Тогда же произошли и некоторые изменения в штабе Брянского фронта. Рокоссовский вспоминал:
«Наш штаб пополнялся командным составом. Несколько товарищей прибыли из 16-й армии. В частности, вместо М. И. Казакова, убывшего на Воронежский фронт, начальником штаба стал М. С. Малинин, на должность начальника артиллерии фронта прибыл В. И. Казаков, начальником связи стал П. Я. Максименко — старые сослуживцы, с которыми мы давно сработались. Начальником тыла оказался энергичный, хорошо знающий дело генерал Н. А. Антипенко. Моим заместителем по формированиям был генерал П. И. Батов, старый боевой командир, прекрасный строевик, с хорошими организаторскими способностями. С первого же дня знакомства с ним я заметил, что он тяготится своей должностью. Человеку с такой кипучей натурой трудно было усидеть в штабе.

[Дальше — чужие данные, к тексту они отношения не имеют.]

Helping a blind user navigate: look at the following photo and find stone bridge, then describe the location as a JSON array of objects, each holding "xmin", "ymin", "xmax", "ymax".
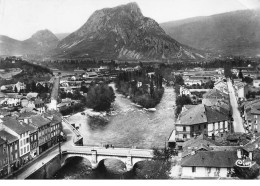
[{"xmin": 61, "ymin": 147, "xmax": 154, "ymax": 171}]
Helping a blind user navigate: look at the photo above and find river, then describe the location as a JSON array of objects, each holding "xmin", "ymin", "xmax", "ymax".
[{"xmin": 52, "ymin": 83, "xmax": 176, "ymax": 179}]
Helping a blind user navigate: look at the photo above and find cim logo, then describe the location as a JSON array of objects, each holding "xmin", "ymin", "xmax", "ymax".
[{"xmin": 235, "ymin": 159, "xmax": 256, "ymax": 168}]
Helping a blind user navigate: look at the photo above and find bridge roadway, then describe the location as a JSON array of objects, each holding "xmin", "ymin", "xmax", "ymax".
[{"xmin": 13, "ymin": 117, "xmax": 153, "ymax": 179}]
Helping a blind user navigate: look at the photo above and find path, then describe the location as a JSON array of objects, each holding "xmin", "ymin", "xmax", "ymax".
[{"xmin": 227, "ymin": 78, "xmax": 245, "ymax": 133}]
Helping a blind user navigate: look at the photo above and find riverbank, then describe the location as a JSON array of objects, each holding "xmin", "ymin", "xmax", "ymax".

Политическую работу в войсках возглавлял член Военного совета фронта С. И. Шабалин, человек одаренный, умеющий правильно нацелить деятельность политаппарата и партийных организаций. Короче говоря, на Брянском фронте сложился коллектив сотрудников, способный обеспечить боевые действия войск в любых условиях».
Вскоре этот коллектив почти в полном составе отправился с Рокоссовским на Донской фронт, командующим которого стал маршал.
Донскому фронту предстояло сыграть важную роль в контрнаступлении под Сталинградом. Сталин собирал под Сталинград своих лучших генералов, понимая, что именно там решается исход войны. О том, как произошло это назначение, поведал в мемуарах П. И. Батов, присутствовавший при телефонном разговоре Рокоссовского со Сталиным (хотя имя последнего предпочел лишний раз в мемуарах не упоминать):
«В один сентябрьский вечер наша судьба круто изменилась. В рабочей комнате начальника штаба командующий подводил итоги дня. Тут были Малинин, Казаков, Прошляков и Орел. Зазвонил телефон. Рокоссовского вызывали к аппарату ВЧ. В маленькой деревенской хате хорошо слышалось каждое слово, долетавшее из далекой Москвы:
— Вам не скучно на Брянском фронте? — Рокоссовский улыбнулся, но промолчал. — Решением Ставки создается Донской фронт. Весьма перспективный. Предлагаем вам принять командование им, если не возражаете…
— Как можно возражать!..
— В таком случае забирайте с собой кого считаете нужным и утром вылетайте в Москву. Брянский фронт примет Макс Андреевич Рейтер.
Рокоссовский обвел всех радостным взглядом…
— Я рад, товарищи, — просто сказал Рокоссовский. Указывая пальцем на Малинина, Казакова, Прошлякова и Орла, он приговаривал: — Вы со мной… Вы со мной.
Сердце мое не выдержало:
— Товарищ командующий, готов ехать хоть на дивизию!
— Разделяю твое желание, Павел Иванович. Но оставайся пока командовать фронтом до прибытия Рейтера, а мы в Москве вопрос решим.
М. А. Рейтер с новым начальником штаба Л. М. Сандаловым приехал через три дня. Шло заседание Военного совета фронта. Принесли шифровку. Рейтер прочитал и передал мне, сказав вполголоса: „Честное слово, завидую…“ В шифровке говорилось о назначении Батова командующим 4-й танковой армией Донского фронта».